House Speaker Ron Mariano expressed hesitancy Wednesday with allocating more dollars to the emergency assistance shelter system as Massachusetts faces revenue headwinds. He did not directly address whether he agreed with Healey’s proposal.
“I mean, obviously, it’s a concern as revenues continue to bottom out and flatten. It becomes harder and harder to support some of these things,” he said.
The Healey administration this week said Massachusetts is expected to collect $1 billion less in revenues than originally anticipated when lawmakers crafted the fiscal year 2024 budget.
In an effort to balance the budget, Healey cut $375 million in spending this fiscal year and scraped up $625 million in other revenues to close the gap. But impending financial challenges have raised questions about shelter spending, which have more than tripled in the last year.

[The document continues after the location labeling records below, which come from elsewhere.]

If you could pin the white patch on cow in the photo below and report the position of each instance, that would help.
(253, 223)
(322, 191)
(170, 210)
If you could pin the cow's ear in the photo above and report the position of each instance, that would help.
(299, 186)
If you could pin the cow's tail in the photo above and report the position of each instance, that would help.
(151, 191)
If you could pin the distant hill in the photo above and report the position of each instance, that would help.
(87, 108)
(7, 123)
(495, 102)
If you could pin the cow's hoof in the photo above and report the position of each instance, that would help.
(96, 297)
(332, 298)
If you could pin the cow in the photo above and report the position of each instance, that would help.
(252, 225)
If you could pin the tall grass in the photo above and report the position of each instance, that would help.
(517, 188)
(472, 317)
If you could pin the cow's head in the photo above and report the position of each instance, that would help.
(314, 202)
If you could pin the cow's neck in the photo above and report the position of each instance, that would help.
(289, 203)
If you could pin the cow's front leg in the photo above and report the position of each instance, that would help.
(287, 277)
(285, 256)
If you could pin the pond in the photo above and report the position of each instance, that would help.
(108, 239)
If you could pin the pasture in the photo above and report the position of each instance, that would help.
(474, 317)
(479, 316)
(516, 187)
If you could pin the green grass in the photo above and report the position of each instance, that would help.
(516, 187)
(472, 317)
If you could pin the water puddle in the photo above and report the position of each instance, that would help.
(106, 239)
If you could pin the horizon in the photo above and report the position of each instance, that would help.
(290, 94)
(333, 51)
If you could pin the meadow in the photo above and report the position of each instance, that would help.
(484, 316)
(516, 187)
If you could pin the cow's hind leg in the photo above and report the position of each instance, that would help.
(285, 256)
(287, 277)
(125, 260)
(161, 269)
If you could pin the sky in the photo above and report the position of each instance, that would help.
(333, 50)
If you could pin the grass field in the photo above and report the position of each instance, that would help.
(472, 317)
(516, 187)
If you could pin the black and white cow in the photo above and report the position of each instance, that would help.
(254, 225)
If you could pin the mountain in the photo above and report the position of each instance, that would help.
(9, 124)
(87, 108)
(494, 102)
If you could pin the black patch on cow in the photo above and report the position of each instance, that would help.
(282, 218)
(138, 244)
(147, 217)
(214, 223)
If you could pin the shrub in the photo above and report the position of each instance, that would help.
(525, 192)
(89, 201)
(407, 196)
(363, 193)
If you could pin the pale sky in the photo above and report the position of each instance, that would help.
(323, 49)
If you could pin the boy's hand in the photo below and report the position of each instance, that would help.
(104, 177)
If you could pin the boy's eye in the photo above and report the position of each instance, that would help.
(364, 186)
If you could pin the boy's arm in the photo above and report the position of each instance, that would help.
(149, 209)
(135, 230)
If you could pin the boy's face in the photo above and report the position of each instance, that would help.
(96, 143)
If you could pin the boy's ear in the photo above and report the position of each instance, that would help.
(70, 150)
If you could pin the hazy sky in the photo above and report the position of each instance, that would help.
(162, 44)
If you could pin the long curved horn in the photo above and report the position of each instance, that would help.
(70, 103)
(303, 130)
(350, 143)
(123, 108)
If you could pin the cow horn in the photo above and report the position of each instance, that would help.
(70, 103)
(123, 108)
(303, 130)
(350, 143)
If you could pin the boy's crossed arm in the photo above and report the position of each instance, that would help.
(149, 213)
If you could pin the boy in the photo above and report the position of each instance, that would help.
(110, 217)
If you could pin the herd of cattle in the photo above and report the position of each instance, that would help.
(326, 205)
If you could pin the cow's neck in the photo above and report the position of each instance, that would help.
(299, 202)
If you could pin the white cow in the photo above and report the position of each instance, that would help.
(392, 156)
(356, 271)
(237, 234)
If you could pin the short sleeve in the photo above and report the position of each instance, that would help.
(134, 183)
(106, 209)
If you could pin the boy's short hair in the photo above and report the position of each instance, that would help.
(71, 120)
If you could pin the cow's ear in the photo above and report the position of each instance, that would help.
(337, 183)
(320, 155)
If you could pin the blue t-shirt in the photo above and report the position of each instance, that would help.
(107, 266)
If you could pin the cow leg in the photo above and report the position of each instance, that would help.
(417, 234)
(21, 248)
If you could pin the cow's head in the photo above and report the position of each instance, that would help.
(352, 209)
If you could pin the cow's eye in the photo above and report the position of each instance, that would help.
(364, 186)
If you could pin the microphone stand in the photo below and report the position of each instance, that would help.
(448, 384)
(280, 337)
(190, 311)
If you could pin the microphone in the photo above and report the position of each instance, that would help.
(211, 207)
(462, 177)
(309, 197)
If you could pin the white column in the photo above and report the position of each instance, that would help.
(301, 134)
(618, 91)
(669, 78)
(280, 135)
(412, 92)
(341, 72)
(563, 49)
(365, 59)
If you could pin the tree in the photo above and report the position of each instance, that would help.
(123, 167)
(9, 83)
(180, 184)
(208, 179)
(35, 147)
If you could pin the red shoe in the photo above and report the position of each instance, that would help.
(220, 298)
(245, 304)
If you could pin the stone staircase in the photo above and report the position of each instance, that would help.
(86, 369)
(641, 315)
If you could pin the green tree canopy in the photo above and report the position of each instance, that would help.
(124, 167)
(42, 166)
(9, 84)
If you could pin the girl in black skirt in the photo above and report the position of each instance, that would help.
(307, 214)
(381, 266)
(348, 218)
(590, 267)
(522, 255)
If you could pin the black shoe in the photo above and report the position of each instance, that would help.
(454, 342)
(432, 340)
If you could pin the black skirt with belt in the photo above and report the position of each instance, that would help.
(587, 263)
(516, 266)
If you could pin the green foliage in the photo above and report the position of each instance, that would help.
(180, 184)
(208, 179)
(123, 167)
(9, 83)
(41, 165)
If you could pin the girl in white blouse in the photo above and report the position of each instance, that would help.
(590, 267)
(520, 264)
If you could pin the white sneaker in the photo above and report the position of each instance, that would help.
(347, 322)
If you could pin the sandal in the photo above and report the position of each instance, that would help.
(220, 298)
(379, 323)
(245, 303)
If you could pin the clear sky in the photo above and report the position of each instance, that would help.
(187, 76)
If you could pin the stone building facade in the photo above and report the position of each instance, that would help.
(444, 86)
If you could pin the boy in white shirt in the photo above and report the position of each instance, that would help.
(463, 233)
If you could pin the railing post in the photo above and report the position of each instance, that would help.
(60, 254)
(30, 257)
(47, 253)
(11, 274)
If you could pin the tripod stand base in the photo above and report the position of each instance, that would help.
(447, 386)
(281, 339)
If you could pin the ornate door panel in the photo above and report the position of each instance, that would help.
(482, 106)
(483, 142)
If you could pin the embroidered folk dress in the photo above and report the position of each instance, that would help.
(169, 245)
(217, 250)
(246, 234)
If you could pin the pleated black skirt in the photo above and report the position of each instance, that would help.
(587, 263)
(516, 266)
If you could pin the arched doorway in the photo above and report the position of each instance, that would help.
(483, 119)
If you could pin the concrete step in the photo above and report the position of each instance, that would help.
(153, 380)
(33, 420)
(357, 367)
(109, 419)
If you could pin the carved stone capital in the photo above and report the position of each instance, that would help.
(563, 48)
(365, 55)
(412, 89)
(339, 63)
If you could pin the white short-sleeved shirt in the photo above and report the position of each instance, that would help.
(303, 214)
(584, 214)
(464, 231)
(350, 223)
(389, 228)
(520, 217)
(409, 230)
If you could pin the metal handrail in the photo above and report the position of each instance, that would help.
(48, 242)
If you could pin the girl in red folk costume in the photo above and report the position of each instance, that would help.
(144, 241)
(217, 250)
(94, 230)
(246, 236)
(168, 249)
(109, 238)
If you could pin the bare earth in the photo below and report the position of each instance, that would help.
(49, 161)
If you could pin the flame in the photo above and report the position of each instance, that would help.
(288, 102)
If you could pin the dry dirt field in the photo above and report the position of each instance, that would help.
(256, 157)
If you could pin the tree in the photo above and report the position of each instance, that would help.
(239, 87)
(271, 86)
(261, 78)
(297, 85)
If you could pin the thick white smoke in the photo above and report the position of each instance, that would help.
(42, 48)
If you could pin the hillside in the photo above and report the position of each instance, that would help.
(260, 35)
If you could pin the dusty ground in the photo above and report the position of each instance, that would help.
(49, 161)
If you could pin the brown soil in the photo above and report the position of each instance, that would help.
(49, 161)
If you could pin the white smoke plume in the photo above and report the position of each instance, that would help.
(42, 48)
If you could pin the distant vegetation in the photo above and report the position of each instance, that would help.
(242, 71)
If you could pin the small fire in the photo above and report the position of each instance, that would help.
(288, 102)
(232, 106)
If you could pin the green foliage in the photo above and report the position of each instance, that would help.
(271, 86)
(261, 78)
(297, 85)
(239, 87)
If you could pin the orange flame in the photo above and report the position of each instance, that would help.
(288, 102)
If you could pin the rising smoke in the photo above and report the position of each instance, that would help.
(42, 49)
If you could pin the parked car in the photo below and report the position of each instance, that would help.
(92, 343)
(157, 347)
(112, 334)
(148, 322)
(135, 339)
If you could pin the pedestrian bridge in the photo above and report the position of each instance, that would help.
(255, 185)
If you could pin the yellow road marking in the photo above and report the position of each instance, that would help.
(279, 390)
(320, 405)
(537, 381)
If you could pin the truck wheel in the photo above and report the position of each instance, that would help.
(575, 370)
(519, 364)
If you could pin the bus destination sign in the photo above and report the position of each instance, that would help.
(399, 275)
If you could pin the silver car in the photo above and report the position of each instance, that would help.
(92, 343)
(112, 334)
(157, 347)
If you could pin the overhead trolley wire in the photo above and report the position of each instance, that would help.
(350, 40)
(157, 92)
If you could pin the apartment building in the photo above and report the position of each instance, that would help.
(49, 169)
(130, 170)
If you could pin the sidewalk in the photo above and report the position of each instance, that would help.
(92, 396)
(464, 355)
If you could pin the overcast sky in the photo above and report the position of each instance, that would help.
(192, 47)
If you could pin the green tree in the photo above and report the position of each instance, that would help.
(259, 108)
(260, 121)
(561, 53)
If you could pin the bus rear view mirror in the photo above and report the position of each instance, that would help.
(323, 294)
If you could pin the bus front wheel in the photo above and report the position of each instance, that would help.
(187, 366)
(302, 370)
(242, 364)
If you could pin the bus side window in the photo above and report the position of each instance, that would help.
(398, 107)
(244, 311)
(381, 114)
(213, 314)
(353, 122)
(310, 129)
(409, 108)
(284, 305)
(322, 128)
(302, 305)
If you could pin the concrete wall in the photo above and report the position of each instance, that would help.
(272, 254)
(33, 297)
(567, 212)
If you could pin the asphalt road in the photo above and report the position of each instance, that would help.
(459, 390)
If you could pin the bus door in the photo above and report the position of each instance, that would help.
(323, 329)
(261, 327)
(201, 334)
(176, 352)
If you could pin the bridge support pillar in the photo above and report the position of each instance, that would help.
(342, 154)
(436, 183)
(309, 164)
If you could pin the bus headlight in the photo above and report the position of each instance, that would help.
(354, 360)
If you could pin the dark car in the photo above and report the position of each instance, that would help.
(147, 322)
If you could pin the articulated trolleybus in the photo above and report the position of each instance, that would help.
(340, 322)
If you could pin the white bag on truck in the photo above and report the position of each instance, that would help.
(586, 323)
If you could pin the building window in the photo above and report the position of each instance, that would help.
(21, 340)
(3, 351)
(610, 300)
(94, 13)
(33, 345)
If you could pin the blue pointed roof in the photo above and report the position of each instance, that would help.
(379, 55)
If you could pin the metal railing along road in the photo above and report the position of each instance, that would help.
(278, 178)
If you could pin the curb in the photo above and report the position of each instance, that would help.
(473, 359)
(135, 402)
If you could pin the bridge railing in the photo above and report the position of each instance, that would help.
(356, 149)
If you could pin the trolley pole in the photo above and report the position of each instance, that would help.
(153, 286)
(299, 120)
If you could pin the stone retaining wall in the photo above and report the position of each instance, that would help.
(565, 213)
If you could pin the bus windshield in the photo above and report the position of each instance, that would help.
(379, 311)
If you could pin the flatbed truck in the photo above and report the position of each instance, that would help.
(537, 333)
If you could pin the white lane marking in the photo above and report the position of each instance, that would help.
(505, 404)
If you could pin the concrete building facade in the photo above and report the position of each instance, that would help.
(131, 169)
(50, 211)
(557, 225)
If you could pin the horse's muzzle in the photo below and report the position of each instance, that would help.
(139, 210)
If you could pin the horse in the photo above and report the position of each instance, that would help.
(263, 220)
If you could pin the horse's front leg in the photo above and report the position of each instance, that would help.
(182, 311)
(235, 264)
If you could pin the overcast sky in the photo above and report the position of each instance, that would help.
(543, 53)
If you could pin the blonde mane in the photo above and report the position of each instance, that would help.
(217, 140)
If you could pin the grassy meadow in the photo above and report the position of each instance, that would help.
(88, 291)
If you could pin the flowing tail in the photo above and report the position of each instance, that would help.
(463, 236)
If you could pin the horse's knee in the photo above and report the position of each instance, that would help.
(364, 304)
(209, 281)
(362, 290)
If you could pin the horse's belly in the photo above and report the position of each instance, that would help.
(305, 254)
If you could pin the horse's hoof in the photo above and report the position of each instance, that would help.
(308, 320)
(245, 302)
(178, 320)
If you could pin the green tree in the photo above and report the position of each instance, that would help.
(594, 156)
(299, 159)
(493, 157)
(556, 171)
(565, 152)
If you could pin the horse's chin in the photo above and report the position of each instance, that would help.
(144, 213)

Rodrigues said Healey’s decision to cut the budget this fiscal year was “responsible” and argued the economy is expected to grow next fiscal year, though at a much smaller percentage than previous year.
“The governor had to take action that no governor wants to take action on in making cuts midterm. She is the fourth government in a row that had to take those actions,” he said. “I think she did so in a responsible manner.”